Der Kommission gehören acht Mitglieder an: Vier medizinische Sachverständige aus den durch die Präimplantationsdiagnostik (PID) berührten Fachrichtungen, jeweils eine Sachverständige oder ein Sachverständiger der Fachrichtung Ethik und der Fachrichtung Recht. Ferner jeweils ein Vertreter einer Organisation, die sich maßgeblich für die Wahrnehmung der Interessen der Patienten engagiert sowie ein Vertreter einer Organisation, die sich maßgeblich für die Wahrnehmung der Interessen der Selbsthilfe der Menschen mit Behinderungen engagiert. Jedes Mitglied hat zwei Stellvertreter.
Die PID-Kommission ist 2025 – in neuer personeller Besetzung – in eine neue Amtszeit gestartet. In der konstituierenden Sitzung wählten die Mitglieder die Humangenetikerin Dr. Ute Grasshoff (Universitätsklinikum Tübingen) zur Vorsitzenden. Die Sachverständige der Fachrichtung Recht, Prof. Dr. Friederike Wapler, Lehrstuhl für Rechtsphilosophie und Öffentliches Recht, Johannes-Gutenberg-Universität Mainz, wurde zur ersten stellvertretenden Vorsitzenden gewählt. Zum zweiten stellvertretenden Vorsitzenden wählten die Kommissionsmitglieder den Sachverständigen der Fachrichtung Ethik, Dr.
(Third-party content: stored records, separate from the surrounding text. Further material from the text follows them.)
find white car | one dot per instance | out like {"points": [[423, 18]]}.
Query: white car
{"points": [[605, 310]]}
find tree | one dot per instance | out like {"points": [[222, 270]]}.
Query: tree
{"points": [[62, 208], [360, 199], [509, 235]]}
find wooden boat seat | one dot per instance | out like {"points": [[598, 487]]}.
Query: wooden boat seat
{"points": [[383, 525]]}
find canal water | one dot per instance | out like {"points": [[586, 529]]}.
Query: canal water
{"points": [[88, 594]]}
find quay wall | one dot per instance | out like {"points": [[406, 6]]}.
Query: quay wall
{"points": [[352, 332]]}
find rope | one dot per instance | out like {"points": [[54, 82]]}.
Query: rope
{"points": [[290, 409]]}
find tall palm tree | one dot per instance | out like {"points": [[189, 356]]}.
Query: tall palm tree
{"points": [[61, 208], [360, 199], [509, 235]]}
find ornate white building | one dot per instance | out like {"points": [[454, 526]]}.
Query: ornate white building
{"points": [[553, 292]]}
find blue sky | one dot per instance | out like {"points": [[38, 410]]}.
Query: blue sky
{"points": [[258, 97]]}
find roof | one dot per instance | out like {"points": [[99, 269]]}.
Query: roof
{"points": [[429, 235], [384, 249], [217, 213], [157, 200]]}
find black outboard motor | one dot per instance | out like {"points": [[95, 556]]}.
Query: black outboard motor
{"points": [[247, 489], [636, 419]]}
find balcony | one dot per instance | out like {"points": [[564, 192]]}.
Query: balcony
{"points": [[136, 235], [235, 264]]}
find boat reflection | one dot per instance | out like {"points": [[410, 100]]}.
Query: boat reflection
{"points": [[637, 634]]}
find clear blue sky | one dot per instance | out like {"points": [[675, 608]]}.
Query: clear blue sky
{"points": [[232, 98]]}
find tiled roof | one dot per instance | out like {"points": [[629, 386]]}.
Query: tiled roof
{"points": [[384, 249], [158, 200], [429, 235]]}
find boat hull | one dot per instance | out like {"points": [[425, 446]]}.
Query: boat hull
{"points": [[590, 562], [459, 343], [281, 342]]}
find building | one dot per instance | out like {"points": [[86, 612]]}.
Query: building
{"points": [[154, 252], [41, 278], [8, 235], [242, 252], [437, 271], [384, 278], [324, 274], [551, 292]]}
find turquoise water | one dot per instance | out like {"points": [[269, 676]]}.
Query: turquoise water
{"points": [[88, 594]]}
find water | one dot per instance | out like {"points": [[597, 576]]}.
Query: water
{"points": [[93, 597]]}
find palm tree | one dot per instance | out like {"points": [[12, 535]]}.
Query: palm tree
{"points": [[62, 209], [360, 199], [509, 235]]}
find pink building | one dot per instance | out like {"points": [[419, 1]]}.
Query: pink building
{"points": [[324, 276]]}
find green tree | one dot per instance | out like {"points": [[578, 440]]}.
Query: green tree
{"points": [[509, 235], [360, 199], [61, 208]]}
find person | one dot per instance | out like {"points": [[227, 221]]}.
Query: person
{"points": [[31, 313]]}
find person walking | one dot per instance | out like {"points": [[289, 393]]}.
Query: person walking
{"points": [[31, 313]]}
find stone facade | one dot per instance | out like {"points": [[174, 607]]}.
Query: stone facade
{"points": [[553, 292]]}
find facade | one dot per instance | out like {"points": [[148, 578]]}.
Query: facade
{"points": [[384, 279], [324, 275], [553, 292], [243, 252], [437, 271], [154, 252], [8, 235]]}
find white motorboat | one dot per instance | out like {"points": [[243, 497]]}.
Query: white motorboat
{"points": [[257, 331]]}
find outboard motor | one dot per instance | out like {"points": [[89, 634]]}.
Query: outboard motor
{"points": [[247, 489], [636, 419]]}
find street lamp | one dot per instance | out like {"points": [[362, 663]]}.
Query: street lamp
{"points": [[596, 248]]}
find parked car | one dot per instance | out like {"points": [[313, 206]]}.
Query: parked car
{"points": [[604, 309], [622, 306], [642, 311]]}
Ulrich Arndt Schneider, Lehrstuhl für angewandte Ethik, FSU Jena.
Aufgabe der PID-Ethikkommission
Die PID-Ethikkommission hat die Aufgabe, Anträge auf Durchführung einer Präimplantationsdiagnostik zu bewerten. Nach dem Willen des Gesetzgebers ist eine solche Behandlung nur ausnahmsweise und nur unter strengen Voraussetzungen zuzulassen. Die Bewertung der Zulässigkeit einer Präimplantationsdiagnostik hat neben medizinischen auch psychologische, soziale und ethische Aspekte zu berücksichtigen. Keine Indikation für die PID sind Geschlechtsbestimmung ohne Krankheitsbezug, höheres Alter der Eltern sowie reproduktionsmedizinische Maßnahmen im Allgemeinen.
Die Ethikkommission für Präimplantationsdiagnostik bei der Landesärztekammer Baden-Württemberg ist zuständig, soweit die Antragsberechtigte beabsichtigt, die PID in einem Zentrum durchführen zu lassen, das seinen Sitz in einem der am Staatsvertrag beteiligten Länder hat und für die Durchführung der Präimplantationsdiagnostik zugelassen ist.
Voraussetzungen für die Präimplantationsdiagnostik
Nach § 3 a des Embryonenschutzgesetzes darf die PID nur in strengen Ausnahmefällen bei genetischer Vorbelastung der Eltern durchgeführt werden, wenn die Gefahr einer schwerwiegenden Erbkrankheit des Kindes oder einer Tot- oder Fehlgeburt auf Grund dieser Erkrankung besteht. Die PID-Ethikkommission prüft den Antrag. Sie kann hierzu Sachverständige beiziehen, Gutachten anfordern, die antragsberechtigte Frau und gegebenenfalls den Mann, von dem die Samenzelle stammt, mündlich anhören. Die Entscheidung der PID-Ethikkommission wird der Antragsberechtigten innerhalb einer Frist von drei Monaten nach Vorliegen der erforderlichen Angaben und vollständigen Unterlagen schriftlich bekannt gegeben.
Die PID darf nur in hierfür zugelassenen Zentren durchgeführt werden.
Die Ethikkommission für Präimplantationsdiagnostik bei der Landesärztekammer Baden-Württemberg ist zuständig, soweit die Antragsberechtigte beabsichtigt, die PID in einem Zentrum durchführen zu lassen, das seinen Sitz in einem der am Staatsvertrag beteiligten Länder hat und für die Durchführung der Präimplantationsdiagnostik zugelassen ist.